さらには、⑤国家賠償訴訟が提起されるケースもでてきている。宮崎地裁平成24 年7月2 日判決14 は、県知事が森林病害虫等防除法に基づいて行った薬剤の散布により散布区域の周辺住民が化学物質過敏症を罹患したとして損害賠償を請求した事案である(相当因果関係を否定)。
そして⑥原因物質を排出していると思われる施設の操業の一時停止や差止を求めるものもある。

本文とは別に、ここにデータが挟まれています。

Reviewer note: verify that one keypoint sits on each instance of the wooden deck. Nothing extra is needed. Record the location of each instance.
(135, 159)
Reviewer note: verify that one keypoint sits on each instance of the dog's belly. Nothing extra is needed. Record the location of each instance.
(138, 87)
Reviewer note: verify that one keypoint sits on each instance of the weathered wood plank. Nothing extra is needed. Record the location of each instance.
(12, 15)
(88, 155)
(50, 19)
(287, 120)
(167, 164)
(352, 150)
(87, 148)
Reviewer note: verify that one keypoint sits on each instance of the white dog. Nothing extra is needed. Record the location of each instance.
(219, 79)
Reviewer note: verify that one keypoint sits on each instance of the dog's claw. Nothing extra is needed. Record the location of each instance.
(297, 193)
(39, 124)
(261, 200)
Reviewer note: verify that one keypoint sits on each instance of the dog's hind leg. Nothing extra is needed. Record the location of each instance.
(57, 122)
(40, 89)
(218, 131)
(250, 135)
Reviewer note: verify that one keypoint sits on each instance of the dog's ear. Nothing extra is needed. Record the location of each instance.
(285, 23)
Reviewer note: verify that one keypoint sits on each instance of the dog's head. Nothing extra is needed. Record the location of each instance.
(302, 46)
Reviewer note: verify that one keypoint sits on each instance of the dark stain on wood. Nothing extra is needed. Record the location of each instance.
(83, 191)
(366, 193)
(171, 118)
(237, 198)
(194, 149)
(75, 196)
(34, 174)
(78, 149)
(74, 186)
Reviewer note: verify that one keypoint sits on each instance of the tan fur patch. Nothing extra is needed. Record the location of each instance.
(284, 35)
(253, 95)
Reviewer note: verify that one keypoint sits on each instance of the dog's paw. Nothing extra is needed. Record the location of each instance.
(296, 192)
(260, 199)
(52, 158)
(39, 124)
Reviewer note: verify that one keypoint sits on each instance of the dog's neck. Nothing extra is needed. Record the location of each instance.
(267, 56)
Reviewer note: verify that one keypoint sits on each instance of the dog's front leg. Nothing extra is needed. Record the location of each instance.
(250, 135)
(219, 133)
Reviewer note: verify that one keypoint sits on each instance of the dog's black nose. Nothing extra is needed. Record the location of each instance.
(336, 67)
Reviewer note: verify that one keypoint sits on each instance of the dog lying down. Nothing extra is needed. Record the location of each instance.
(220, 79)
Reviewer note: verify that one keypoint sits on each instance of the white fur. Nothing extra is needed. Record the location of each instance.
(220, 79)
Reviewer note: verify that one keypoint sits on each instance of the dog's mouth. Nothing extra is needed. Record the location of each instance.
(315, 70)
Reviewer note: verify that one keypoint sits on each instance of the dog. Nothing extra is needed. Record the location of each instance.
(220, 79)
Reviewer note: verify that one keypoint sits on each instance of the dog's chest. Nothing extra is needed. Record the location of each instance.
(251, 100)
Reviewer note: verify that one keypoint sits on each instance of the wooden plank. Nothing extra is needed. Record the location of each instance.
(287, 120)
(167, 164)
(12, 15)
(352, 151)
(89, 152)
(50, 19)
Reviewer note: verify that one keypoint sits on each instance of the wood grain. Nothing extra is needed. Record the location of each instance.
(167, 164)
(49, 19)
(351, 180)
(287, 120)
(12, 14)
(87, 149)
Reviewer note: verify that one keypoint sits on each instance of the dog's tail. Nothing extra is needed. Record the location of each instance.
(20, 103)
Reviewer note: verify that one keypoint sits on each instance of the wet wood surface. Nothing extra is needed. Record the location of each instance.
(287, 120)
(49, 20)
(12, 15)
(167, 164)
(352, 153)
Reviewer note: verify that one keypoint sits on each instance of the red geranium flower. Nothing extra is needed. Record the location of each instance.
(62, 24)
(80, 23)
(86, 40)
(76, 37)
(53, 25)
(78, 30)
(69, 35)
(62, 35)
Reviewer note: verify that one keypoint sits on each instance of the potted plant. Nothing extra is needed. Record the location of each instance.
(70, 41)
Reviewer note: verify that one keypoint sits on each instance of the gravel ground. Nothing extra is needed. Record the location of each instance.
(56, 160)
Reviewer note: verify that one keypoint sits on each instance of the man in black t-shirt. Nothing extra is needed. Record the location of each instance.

裁判例ではないが、いわゆる「杉並病」をめぐって施設の一時差止を求めていた申請者らの症状につき原因物質を特定せずに当該施設が原因施設であると認定した平成14 年6 月26 日公害等調整委員会裁定(以下では一般的な呼称である「杉並病原因裁定」の語を用いる)が著名であるが、最近では大阪府寝屋川の廃プラ加工施設の周辺住民が人格権に基づき施設の操業差止を求めたものがある(大阪高裁平成23 年1 月25 日判決。請求棄却)。これらについては第2 節及び3 節で詳しく検討する。
シックハウス訴訟に関する先行研究においては訴訟形態ごとに検討をしていたが、本稿ではシックハウスに限らず化学物質過敏症が争われる訴訟が増加してきたことに鑑みて、「化学物質過敏症が争われた事案」を広く検討対象とする。
そのうえで、特に不法行為責任の要件である損害の発生、因果関係、過失の有無の判断に焦点をあてるが、債務不履行責任や瑕疵担保責任で争われた点に関する判断も重要なものは検討の対象に加えていく。